I have a teenage boy. Trust me, I know there are days he wishes I would just be quiet and not talk so much and not ask so many questions, just like there are days I wish I didn’t have to pry things out of him. I am working on the abbreviated version of conversations with a teen boy as in fewer sentences, but I am work in progress. But after this weekend, I am mindful of how, whether he wants it or not or might be embarrassed or not, I need to tell him more often how much he means to me.
Love is a very powerful emotion and we do need to tell those in our world of any age how we feel about them. It sounds like a dorky Hallmark card, but life is a precious gift. We need to celebrate it and appreciate it while we have it. The importance of being together and not allowing people we care about to feel all alone, also can’t be overlooked.
Love and loss or part of the cycle of life. And both can cause enormous heart ache. But when the dust has settled , we always need to be mindful of the gifts we have. Live and be the best human beings possible is one of the best ways to celebrate any life lost for whatever reason.
Hug your kids, people. Hug your loved ones. Talk to them. Call the ones farther away to see how they are doing. Appreciate the life we have. It’s not always perfect, it’s a work in progress, but it is so much better than the alternative.
Say a prayer for young boy who was named Cayman and his family, the Hannagan family of Downingtown…and whomever else you think might need a little of what my grandmother referred to as “Irish insurance”.
Teen suicide is an ugly reality. This is a mental health issue . That is the conversation we should be having in public and taking away the stigma – as adults we should be helping kids through difficult times safely. The pressure on kids today can be enormous. Let’s not make this about finger pointing because the average person is not equipped to recognize the signs of teenage depression. That is not a negative statement, either.
Depression manifests differently in kids versus adults and I have been told this by a friend who is a mental health social worker in another state. Teen suicide is ugly. It’s not something that teens or adults want to think about. It’s unpleasant and difficult. But it does happen. Teen suicide is very real, and is preventable.
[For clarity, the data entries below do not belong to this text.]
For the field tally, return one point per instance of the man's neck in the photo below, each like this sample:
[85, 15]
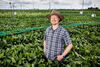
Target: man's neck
[54, 27]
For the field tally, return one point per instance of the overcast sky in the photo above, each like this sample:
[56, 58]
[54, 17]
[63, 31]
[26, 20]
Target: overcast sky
[46, 4]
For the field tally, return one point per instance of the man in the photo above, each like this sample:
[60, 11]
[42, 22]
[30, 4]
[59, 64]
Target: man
[55, 37]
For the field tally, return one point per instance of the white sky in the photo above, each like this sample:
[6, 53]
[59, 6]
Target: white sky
[44, 4]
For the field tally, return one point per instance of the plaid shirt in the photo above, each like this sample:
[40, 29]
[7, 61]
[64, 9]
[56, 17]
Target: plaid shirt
[55, 40]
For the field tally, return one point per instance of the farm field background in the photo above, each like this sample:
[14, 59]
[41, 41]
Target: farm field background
[26, 49]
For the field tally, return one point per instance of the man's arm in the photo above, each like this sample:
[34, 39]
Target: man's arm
[67, 50]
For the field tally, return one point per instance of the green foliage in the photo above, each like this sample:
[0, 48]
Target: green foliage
[26, 49]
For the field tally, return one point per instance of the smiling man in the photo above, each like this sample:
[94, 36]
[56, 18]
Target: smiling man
[55, 38]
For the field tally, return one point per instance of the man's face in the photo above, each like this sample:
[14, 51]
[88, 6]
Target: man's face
[54, 19]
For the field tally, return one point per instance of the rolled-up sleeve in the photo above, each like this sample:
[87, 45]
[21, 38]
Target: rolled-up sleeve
[66, 38]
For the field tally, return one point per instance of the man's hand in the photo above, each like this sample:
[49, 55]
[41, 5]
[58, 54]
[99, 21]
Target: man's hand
[59, 58]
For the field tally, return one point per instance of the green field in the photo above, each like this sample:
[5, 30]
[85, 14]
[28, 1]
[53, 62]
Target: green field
[25, 49]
We as human beings must advocate for taking the issues of teen depression and suicide out of the shadows and into the light. It is time to remove the stigma attached to depression and related mental health issues. We’re all human beings, after all. And I think if we learned anything about what happened here to this sweet boy Cayman Naib, it is that we all have a lot to learn.
Parents need to be honest and admit at times it can be a struggle when communicating with the teenagers in our homes.Togetherness as a family that is positive opens many doors, and face it, what is one of the hardest parts of raising teenagers? Communication. And communication isn’t social media like Facebook and Twitter, e-mails, chat programs, it’s a real conversation. Sitting down and talking even if it is light dinner conversation. Real and tangible contact and human interaction is so important with regard to interpersonal relationships at any age.
As my friend Liza says love, only love. Without love, life is very gray.
Thanks for putting up with my rambling stream of consciousness today and for stopping by.